La profesora de piano, la señorita Brown, parecía un palo flaco y seco, pero era capaz de agitar su regla con mucho brío cuando creía que nadie miraba. A veces me golpeaba los nudillos tan fuerte que mis manos rebotaban en las teclas y un acorde feo y disonante estallaba en la habitación. Me pregunto si a mi madre, sentada con su costurero al otro lado de la puerta corredera, le extrañaban esos ruidos espantosos. No sé por qué, no le hablaba de los ataques de la señorita Brown. Supongo que tenía la sensación de que algo vergonzoso por mi parte —no sé el qué— daba pie a esos atentados pedagógicos. Y es verdad que la señorita Brown no me agredía al azar: su violencia se desbordaba cuando yo me perdía en la maraña de notas que llevaba toda una semana atravesando sin equivocarme (por supuesto, que esa regla me rondara no ayudaba demasiado). Era la peor de las cobardes: me hervía la sangre pero nunca le conté nada a nadie. ¿Y por qué Harry y yo éramos los únicos que debíamos sufrir esa detestable imposición cultural? Mis otros hermanos estaban libres.

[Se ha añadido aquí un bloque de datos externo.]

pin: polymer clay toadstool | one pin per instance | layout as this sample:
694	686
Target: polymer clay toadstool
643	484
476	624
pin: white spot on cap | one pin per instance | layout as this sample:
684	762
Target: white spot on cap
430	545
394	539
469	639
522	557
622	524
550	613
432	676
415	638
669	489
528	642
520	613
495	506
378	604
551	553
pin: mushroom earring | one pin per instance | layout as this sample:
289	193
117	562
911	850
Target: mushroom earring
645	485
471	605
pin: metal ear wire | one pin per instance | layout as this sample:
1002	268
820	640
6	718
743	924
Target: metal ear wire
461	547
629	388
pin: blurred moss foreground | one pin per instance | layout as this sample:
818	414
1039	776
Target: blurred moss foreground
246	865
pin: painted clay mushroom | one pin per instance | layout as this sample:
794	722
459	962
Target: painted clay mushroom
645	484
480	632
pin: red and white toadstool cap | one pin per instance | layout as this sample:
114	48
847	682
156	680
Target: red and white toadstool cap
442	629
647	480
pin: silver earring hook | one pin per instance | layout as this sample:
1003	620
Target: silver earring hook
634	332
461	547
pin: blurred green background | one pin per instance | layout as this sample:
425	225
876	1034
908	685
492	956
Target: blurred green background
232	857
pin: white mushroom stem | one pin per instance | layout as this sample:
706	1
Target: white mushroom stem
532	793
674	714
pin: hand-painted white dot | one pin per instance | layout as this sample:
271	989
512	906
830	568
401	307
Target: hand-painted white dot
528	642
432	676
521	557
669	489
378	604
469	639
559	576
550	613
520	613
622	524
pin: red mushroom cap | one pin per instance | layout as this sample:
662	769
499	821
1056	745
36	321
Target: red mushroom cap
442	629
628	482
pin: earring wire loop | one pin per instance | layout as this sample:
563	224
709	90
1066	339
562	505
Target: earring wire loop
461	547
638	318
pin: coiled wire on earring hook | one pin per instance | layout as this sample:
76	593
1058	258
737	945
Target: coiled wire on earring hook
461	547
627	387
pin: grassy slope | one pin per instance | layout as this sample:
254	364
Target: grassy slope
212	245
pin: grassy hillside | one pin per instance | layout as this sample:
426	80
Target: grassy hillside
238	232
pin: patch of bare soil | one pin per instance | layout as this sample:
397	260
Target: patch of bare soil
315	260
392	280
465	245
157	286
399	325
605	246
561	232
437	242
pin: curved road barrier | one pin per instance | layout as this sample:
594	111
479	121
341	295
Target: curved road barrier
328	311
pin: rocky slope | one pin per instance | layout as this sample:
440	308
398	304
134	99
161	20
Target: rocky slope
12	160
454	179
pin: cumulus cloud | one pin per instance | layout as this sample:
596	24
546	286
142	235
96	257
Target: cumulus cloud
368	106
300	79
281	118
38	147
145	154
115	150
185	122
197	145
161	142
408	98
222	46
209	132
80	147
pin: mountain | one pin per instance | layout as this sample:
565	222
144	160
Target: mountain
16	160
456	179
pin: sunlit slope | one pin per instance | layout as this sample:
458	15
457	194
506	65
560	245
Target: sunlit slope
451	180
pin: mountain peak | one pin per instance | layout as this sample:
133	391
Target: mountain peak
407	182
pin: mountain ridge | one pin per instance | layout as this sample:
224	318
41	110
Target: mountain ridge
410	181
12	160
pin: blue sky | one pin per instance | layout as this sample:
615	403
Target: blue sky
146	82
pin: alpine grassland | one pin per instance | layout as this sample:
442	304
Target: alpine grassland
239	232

Aprendí a tocar a Stephen Foster para papá y a Vivaldi para el abuelito, que también tenía debilidad por Mozart. Se sentaba en el salón, a veces leyendo y otras con los ojos cerrados, durante el tiempo que yo tocara. Mamá era aficionada a Chopin. Y la señorita Brown, a las escalas.

Más adelante fue el ragtime de Scott Joplin, que aprendí para mí misma. A mamá le ponía los pelos de punta, pero me daba igual. Era el mejor músico que mis hermanos y yo habíamos oído nunca, con unas fantásticas cascadas de acordes y un ritmo irregular y electrizante que hacía que el público se levantara y se pusiera a bailar. Todos mis hermanos venían corriendo cuando yo empezaba con los primeros compases de El rag de la hoja de arce. Daban bandazos como locos por todo el salón y mamá temía por las pinturas de la pared. Más tarde tuvimos un gramófono y yo también pude bailar. A mis hermanos pequeños les encantaba manejar el aparato y suplicaban un turno, pero había que tener cuidado: eran un peligro con la manivela. La melodía favorita de Jim Bowie era Una gatita al teclado. Cogía de cualquier manera a uno de los atribulados gatos, lo ponía encima de las teclas y lo atraía con un trozo de jamón para que anduviese arriba y abajo. J.B. pensaba que era una broma graciosísima. Supongo que sí, si tienes cinco años. Cómo no, hacía que mamá se subiera por las paredes (y yo también, aunque nunca lo admitiría), lo que desde luego se sumaba al placer de J.B. Mamá tenía que recurrir a menudo a un par de cucharadas de su Lydia Pinkham. Sul Ross le preguntó una vez si yo también tendría que tomarlo cuando fuese una señora, y ella replicó misteriosamente: «Espero que Callie no lo necesite».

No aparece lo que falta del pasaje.